Si originano così sorgenti e brevi corsi d'acqua di scarsa portata, ma che con il loro flusso costante contribuirono alla formazione, in epoca preistorica, di numerosi insediamenti umani, dall'addensamento dei quali nacquero poi i centri di Antium e Coeno. Acque superficiali
I corsi d'acqua traggono alimentazione dai trabocchi freatici presenti in corrispondenza delle depressioni delle dune quaternarie (pleistocene superiore) che coprono il territorio nord di Nettuno.
I due più importanti, il fosso della Mola e il fosso Loricina, hanno direzione nord-sud e sboccano appena ad est del borgo in un terreno palustre che essi stessi hanno formato ricoprendo con limo un'antica lacuna nella quale era situato probabilmente l'antico porto Volsco detto "Cenone".
Altri corsi d'acqua con origine costante sono il fosso dei Tinozzi, il fosso della Seccia e quello di Foglino, presso il quale l'azione erosiva del mare sta mettendo in luce un insediamento arcaico, a conferma della rilevanza storica di questi fossi.
Acque sotterranee
La porosità delle calcareniti (macco) che costituiscono la roccia su cui poggiano gli abitati di Anzio e Nettuno ed una parte del loro territorio esterno, permette una diffusa circolazione dell'acqua del sottosuolo, facilmente raggiungibile con pozzi <<romani>>> ed "artesiani" di piccola e media profondità.

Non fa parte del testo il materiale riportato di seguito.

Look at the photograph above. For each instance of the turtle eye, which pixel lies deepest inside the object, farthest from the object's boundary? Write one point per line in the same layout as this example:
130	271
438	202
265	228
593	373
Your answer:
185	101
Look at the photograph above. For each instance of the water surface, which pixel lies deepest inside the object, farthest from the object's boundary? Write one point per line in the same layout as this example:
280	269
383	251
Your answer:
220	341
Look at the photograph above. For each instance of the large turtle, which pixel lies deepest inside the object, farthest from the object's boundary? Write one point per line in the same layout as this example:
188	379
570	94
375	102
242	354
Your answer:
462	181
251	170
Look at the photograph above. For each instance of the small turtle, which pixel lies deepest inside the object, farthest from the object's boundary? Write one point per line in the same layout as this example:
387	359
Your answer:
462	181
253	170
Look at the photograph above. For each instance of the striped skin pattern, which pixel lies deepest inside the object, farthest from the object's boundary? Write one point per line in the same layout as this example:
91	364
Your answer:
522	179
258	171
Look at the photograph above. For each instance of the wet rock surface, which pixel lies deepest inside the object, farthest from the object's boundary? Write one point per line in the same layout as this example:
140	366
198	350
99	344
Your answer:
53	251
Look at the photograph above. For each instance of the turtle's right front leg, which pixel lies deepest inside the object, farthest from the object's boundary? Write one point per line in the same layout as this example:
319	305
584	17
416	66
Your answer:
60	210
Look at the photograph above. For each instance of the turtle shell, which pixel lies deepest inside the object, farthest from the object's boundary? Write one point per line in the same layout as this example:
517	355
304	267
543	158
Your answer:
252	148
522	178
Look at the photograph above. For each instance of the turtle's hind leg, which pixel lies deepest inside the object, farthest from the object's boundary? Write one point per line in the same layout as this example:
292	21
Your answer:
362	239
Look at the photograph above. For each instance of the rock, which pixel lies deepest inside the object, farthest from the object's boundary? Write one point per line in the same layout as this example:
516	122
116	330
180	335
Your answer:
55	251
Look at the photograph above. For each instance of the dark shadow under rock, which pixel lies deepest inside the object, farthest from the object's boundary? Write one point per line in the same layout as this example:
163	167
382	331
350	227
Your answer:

Lungo la costa dove il macco mostra le sue testate, quest'acqua sgorga liberamente con sorgenti perenni, la maggiore delle quali, quella della Fontana Vecchia, è stata, per larga parte della storia di Nettuno, l'unica fonte di approvvigionamento.
Acquedotto dì Carano
Al costante aumento delle popolazioni di Anzio e Nettuno ed alle loro crescenti necessità si venne incontro immettendo gradualmente nella rete idrica le acque sorgive e quelle catturate nelle vene del macco. Nel 1955 funzionavano ben undici impianti distribuiti su tutto il territorio a distanze fino a sei km. dagli abitati (acqua del Sambuco, Fontan di Papa, Sana e Ferrovie, ecc.), che si innestavano in vari punti della rete.
Nel 1929 i fratelli Ezio e Galileo Scavizzi posero le basi per una integrale soluzione del problema idrico. A loro spese riuscirono ad individuare nella zona di Carano il bacino sotterraneo che alimenta la falda idrica delle due cittadine. Le 5 polle sorgive erogano da allora circa 150 litri al secondo, pari a 13 milioni di litri quotidiani di acqua potabile.
Il 26 gennaio 1935 i Comuni di Anzio e Nettuno si costituirono in consorzio con la Università Agraria di Nettuno con la finalità di "acquistare le sorgenti di Carano, costruire l'acquedotto e gestire l'esercizio". Ciò fu possibile solo nel 1955, a causa di un lungo contenzioso con i proprietari e degli eventi bellici.
Per far fronte al rapido aumento delle esigenze idriche, nel 1970 l'acquedotto fu potenziato con acqua proveniente dalle falde della piana pontina e di proprietà della Cassa per il Mezzogiorno (ora: Regione Lazio) pozzi località Giannottola e Campo di Carne.
Attualmente il Consorzio Acquedotto di Carano ha la capacità di erogare 600 litri al secondo.